Considérant qu’il n’y a pas lieu, dans les circonstance de l’espèce, de mettre à la charge de M. K., la somme que réclame la COMMUNAUTE DE COMMUNES DE LA TINEE au titre des frais exposés par elle et non compris dans les dépens ;

D E C I D E :

Article 1er : L’ordonnance du 5 mai 2006 de la présidente de la 5ème chambre de la cour administrative d’appel de Marseille est annulée.

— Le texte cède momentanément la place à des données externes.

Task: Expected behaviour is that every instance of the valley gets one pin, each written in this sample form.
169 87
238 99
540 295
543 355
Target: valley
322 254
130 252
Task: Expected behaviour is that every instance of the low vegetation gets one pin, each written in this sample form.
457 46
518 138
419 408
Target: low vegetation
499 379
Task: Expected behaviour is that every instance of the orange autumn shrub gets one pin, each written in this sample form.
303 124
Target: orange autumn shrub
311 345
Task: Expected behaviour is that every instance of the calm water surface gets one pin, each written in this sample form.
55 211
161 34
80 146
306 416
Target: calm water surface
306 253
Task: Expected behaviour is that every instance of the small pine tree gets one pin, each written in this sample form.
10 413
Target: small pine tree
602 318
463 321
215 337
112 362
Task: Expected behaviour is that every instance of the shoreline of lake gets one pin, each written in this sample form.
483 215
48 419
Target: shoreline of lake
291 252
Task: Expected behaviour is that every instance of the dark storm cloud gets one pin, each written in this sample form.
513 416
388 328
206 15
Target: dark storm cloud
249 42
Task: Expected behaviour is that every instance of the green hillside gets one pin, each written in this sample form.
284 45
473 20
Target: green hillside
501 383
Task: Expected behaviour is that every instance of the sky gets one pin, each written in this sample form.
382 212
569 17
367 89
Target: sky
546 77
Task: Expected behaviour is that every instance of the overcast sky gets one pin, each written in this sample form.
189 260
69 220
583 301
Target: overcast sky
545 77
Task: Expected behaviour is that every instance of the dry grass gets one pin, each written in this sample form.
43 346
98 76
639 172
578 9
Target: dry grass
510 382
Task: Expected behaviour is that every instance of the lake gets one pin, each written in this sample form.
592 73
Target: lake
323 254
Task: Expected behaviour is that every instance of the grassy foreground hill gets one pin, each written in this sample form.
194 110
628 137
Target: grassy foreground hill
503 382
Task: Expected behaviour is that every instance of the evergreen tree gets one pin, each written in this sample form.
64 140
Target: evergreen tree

Article 2 : Le jugement du 13 octobre 2005 du tribunal administratif de Nice est annulé en tant qu’il condamne la COMMUNAUTE DE COMMUNES DE LA TINEE à restituer à M. K. la somme de 32, 93 euros au titre de la redevance pour enlèvement des ordures ménagères établie au titre de l’année 2002.

Article 3 : Les conclusions aux fins de restitution de la redevance pour enlèvement des ordures ménagères établie au titre de l’année 2002 que M. K. a présentées au tribunal administratif de Nice sont rejetées comme portées devant une juridiction incompétente pour en connaître.

Article 4 : Les conclusions présentées par la COMMUNAUTE DE COMMUNES DE LA TINEE au titre de l’article L. 761-1 du code de justice administrative sont rejetées.

Article 5 : La présente décision sera notifiée à la COMMUNAUTE DE COMMUNES DE LA TINEE et à M. Richard K..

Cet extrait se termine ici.